Непосредственно перед вторжением министр обороны СССР А.А. Гречко позвонил своему чехословацкому коллеге М. Дзуру и, предупредив о готовящейся акции, предостерег от оказания сопротивления. Об этом факте сообщил генерал И.Г. Павловский, возглавивший армии вторжения[253]. Павловский сменил маршала И.И. Якубовского, которому как командующему Объединенными Воруженными силами ОВД было в политическом плане неудобно осуществлять такую операцию.

Захват ЦК КПЧ, здания Федерального собрания, резиденции президента в Пражском Граде, телевидения и штаб-квартир КАН и К-231 должны были осуществить десанты специальных отрядов, подчинявшиеся непосредственно службам безопасности.

Заранее были разработаны рекомендации по взаимодействию войск Варшавского Договора. В соответствии с ними, вводился отличительный знак своих и союзных войск – белая полоса на боевых и транспортных машинах.
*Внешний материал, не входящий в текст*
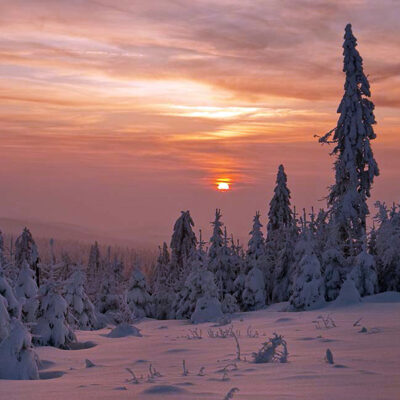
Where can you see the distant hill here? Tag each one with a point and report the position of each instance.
(60, 231)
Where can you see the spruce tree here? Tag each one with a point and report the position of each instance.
(163, 294)
(355, 166)
(137, 296)
(27, 292)
(26, 250)
(334, 268)
(388, 247)
(281, 235)
(81, 311)
(4, 318)
(280, 214)
(18, 360)
(364, 273)
(216, 240)
(52, 328)
(93, 270)
(183, 242)
(13, 305)
(308, 284)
Вся боевая техника без белых полос подлежала «нейтрализации», желательно «без стрельбы». В случае сопротивления бесполосые танки и другая боевая техника подлежали «немедленному уничтожению» по решению полевых командиров.

При возможном – случайном – соприкосновении с войсками НАТО войскам Варшавского Договора было отдано категорическое указание немедленно останавливаться и «без команды не стрелять».

В 23.00 20 августа войска СССР, Польши, Венгрии, ГДР и Болгарии общей численностью до 500 тысяч человек с пятью тысячами танков и бронетранспортеров под командованием заместителя министра обороны СССР генерала армии И.Г. Павловского пересекли чехословацкую границу. Одновременно в Прагу «для работы среди членов Президиума ЦК КПЧ» прибыл кандидат в члены Политбюро ЦК КПСС К. Мазуров, который находился при советском посольстве под псевдонимом «генерал Трофимов»[254].

На первом этапе операции главная роль отводилась воздушно-десантным войскам. В 3.27 21 августа два головных самолета 7-й военно-транспортной авиационной дивизии совершили посадку на аэродроме Рузине под Прагой. Высадившиеся десантники в течение 15 минут взяли под контроль основные объекты аэродрома. С интервалом в 25—30 секунд сюда стали прибывать другие самолеты с десантниками и военной техникой.

Спустя 4 часа после высадки первых групп десантников важнейшие объекты Праги и Брно оказались под контролем союзных войск. Основные усилия десантников направлялись на захват зданий ЦК КПЧ, правительства, министерства обороны и генерального штаба.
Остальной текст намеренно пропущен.